The kids need to eat - if they don't, they get "hangry".
With the advent of numerous extracurricular activities, playdates and school, parents now add the role of personal assistant to their repertoire of careers. While these activities offer a lot of developmental benefits to your children, they also leave you with a shortage of time and a familiar smile from that guy at the McDonald’s drive-thru window.
I don’t know any parent who, when asked about what they would choose for their kids to eat, would select fast food with little to no nutritious value. Yet, with all they have to coordinate and squeeze into one day, this is often what parents resort to feeding their kids. And by consuming so many processed sugary and salty foods, children also learn to prefer shelf-stable snacks and treats as opposed to real food. Enter snack kits.
To ensure busy schedules don’t mean unhealthy meals, I make these snack kits!
On the days when I pick up the kids, somehow my time zaps into a warp speed. The clock suddenly reminds me that it's time to go, and I have no snacks for the kids to eat. This is where some simple prep can go a long way.
I bought these Systema containers and prepare them with half veggies, a quarter protein, and a quarter something crunchy (this picture shows some red pepper hummus and gluten-free pretzels - they’re extra crunchy! - but you can use peanut butter, cheese, or a handful of nuts for the protein, and whole grain crackers, carrots, or mini rice cakes for the crunch).

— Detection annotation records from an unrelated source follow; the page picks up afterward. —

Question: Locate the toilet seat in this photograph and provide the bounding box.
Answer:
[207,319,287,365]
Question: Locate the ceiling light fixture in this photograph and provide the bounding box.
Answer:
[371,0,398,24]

There's really nothing extraordinary about this kit - the hummus and pretzels are divided by good old-fashioned wax paper (no one can complain about soggy pretzels!) - and my kids usually finish this before we get home. I bought 10 containers (obviously, this isn't necessary, but it does make it easy to prepare 5 snacks for two kids on a Sunday night.)
Bottom line: snack kits are an easy way to have health fast-food on the go!